There was one more explosion, followed by a whizzing sound and the sight of a single white light, floating silently in the night sky, mingling with the stars. It was a parachute firework. I looked up, and then looked at Nev, who was staring at this peaceful, brilliant light in contemplative wonder. He wore an expression I hadn’t seen before: transported and spiritual. He was motionless.

Then he shook himself into action and ran and picked me up from the ground.

‘Sturch! Are you all right?’

‘All right? That was the best fireworks display ever!’
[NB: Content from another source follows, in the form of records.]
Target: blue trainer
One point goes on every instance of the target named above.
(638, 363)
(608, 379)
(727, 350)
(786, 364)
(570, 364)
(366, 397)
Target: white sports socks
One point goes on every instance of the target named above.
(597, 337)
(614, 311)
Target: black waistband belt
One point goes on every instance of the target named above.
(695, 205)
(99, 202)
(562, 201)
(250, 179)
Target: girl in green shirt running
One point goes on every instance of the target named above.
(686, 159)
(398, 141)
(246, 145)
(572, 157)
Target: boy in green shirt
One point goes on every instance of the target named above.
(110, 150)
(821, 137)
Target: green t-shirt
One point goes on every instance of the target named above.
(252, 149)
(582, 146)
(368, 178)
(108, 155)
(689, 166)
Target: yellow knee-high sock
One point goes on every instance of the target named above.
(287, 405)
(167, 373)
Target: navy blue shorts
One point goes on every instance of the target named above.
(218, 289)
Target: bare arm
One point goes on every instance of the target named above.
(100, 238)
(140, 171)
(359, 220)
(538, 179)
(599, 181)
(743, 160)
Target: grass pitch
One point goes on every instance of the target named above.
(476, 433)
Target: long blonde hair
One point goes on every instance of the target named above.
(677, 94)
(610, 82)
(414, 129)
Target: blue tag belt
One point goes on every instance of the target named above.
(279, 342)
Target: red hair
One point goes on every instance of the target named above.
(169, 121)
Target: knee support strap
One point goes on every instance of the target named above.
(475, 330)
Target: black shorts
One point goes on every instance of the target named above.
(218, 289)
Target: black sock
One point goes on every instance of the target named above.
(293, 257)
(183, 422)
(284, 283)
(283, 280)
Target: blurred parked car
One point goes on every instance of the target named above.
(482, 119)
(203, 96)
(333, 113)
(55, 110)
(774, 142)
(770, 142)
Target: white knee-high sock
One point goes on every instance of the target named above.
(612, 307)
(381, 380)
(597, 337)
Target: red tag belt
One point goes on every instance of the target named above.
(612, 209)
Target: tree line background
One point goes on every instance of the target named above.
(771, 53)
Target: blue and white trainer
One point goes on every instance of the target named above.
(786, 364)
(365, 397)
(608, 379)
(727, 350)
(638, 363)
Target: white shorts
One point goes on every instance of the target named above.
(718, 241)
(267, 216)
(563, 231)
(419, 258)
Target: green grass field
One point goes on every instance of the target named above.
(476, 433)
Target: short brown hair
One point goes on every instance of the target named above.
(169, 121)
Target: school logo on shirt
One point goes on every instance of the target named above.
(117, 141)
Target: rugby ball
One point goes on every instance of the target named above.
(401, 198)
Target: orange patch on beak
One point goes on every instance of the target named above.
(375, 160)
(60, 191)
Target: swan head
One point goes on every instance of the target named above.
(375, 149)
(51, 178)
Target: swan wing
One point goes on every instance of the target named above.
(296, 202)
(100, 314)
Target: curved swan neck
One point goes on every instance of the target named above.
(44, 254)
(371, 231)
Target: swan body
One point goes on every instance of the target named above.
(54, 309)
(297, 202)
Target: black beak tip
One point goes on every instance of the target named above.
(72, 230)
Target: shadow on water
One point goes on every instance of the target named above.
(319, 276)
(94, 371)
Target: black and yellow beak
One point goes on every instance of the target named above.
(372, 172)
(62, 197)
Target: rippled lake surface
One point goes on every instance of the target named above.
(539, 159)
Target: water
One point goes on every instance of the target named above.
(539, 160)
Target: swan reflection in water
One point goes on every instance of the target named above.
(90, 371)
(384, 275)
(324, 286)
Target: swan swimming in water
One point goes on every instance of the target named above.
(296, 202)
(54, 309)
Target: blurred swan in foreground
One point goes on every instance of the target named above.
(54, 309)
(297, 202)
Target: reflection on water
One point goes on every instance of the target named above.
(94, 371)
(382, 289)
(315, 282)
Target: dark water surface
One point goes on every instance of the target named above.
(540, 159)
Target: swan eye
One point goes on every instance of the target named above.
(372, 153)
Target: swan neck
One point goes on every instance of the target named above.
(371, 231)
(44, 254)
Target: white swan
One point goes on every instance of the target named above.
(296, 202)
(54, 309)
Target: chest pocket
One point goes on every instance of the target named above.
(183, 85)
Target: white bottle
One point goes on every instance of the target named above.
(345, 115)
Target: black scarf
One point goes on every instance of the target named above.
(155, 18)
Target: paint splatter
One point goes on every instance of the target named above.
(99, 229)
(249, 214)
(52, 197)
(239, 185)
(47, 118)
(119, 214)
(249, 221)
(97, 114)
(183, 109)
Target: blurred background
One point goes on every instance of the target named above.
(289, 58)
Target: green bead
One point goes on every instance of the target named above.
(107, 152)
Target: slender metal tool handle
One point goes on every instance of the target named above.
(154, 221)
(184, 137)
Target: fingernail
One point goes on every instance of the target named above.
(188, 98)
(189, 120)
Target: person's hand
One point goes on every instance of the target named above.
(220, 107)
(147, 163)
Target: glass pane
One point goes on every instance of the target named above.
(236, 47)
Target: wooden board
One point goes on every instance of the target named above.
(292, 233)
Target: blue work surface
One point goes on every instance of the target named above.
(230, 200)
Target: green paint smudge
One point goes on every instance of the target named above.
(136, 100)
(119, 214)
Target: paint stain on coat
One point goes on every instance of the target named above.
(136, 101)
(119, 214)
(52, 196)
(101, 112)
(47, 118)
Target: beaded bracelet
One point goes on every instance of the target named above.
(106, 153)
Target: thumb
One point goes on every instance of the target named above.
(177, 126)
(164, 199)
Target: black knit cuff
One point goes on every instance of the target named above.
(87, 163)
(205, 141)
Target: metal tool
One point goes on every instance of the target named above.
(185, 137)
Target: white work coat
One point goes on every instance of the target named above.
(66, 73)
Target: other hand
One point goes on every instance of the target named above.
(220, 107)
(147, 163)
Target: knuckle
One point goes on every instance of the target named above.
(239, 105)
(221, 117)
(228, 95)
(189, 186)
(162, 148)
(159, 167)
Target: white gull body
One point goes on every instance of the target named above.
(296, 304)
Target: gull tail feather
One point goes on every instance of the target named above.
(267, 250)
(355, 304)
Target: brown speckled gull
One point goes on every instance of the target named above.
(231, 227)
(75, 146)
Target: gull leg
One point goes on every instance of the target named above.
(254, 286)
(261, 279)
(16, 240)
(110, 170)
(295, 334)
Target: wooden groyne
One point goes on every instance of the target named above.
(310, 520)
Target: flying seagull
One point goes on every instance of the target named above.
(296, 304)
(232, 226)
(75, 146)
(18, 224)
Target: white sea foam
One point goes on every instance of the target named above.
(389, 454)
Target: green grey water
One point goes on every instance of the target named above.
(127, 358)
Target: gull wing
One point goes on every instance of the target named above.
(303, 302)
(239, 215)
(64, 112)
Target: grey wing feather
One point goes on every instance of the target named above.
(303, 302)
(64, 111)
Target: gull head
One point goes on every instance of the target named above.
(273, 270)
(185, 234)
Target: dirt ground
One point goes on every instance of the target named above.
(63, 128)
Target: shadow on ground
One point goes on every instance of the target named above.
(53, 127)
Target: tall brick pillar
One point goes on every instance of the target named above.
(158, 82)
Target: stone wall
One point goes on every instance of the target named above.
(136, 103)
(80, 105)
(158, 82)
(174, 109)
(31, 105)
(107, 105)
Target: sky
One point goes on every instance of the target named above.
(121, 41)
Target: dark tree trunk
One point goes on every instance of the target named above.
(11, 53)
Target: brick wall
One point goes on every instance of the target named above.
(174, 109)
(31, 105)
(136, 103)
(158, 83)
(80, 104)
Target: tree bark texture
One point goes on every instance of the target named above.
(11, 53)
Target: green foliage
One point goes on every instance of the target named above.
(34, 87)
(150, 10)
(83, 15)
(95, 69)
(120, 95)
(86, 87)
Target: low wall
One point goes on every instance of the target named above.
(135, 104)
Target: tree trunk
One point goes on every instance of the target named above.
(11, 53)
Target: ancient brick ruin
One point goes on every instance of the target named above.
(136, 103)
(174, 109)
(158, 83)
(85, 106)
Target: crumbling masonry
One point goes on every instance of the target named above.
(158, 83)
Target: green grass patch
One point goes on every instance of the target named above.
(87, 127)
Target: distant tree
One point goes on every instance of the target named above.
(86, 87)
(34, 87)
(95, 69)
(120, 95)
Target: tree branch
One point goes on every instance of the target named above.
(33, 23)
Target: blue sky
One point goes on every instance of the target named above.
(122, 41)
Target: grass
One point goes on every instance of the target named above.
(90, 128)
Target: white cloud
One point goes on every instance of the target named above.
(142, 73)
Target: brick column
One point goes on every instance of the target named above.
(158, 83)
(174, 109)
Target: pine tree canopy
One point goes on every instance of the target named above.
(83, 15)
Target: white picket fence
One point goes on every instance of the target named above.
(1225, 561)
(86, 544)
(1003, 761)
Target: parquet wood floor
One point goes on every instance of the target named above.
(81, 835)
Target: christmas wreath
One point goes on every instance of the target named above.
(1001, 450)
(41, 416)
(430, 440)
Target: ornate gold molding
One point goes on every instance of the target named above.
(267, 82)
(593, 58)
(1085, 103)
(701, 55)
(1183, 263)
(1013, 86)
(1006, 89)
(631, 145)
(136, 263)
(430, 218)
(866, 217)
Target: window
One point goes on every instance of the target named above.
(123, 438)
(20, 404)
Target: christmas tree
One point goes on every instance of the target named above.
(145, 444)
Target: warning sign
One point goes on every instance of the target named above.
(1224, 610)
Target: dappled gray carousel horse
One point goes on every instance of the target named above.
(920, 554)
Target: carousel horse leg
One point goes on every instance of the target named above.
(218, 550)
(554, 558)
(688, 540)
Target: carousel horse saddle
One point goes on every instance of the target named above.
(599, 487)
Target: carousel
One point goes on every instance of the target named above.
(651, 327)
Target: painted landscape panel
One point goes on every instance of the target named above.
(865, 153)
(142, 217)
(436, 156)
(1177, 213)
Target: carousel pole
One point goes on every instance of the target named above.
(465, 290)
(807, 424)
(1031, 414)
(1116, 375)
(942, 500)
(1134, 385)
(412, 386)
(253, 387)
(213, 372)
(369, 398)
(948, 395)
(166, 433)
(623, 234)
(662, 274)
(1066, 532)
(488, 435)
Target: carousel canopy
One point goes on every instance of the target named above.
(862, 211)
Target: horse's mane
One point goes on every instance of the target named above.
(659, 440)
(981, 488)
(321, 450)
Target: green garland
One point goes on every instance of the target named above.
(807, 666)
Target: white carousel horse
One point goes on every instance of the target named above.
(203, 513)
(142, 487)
What a dad. Who else could cause a grown-up party to descend into such anarchy? Unfortunately other guests, particularly the women, did not share my enthusiasm. They rounded on Nev as one, screaming at him for almost committing them to a lifetime of blindness and singed hair. And why was his poor son lying there next to an arsenal of lethal fireworks? To see Nev, perspiration clouding up his metal-framed glasses, twitching at his tank top as an army of harridans led by his wife accused him of something approaching child murder was far more disturbing than anything that had happened before.

‘For Christ’s sake,’ shrieked Mum, the ferocity of her coal-black eyes made a little less scary by the fragment of Roman Candle jutting from her bouffant, ‘Will could have been killed.’

‘But I’m fine,’ I shouted.

‘You keep out of this,’ she shouted back. ‘Honestly, Nev, sometimes I think you must have gone round the bend.’

Mum and Pete’s wife Annie went back into the house, arms linked, shooting Nev freezing glances over their shoulders. Pete and John Chubb told Nev not to worry, that nobody was hurt, and that women were mad anyway. Tom stood up, brushed down his velvet jacket, and walked towards the house with his hands clasped behind his back, kicking up dust with his shoes as he resumed his soliloquy on Dr Johnson.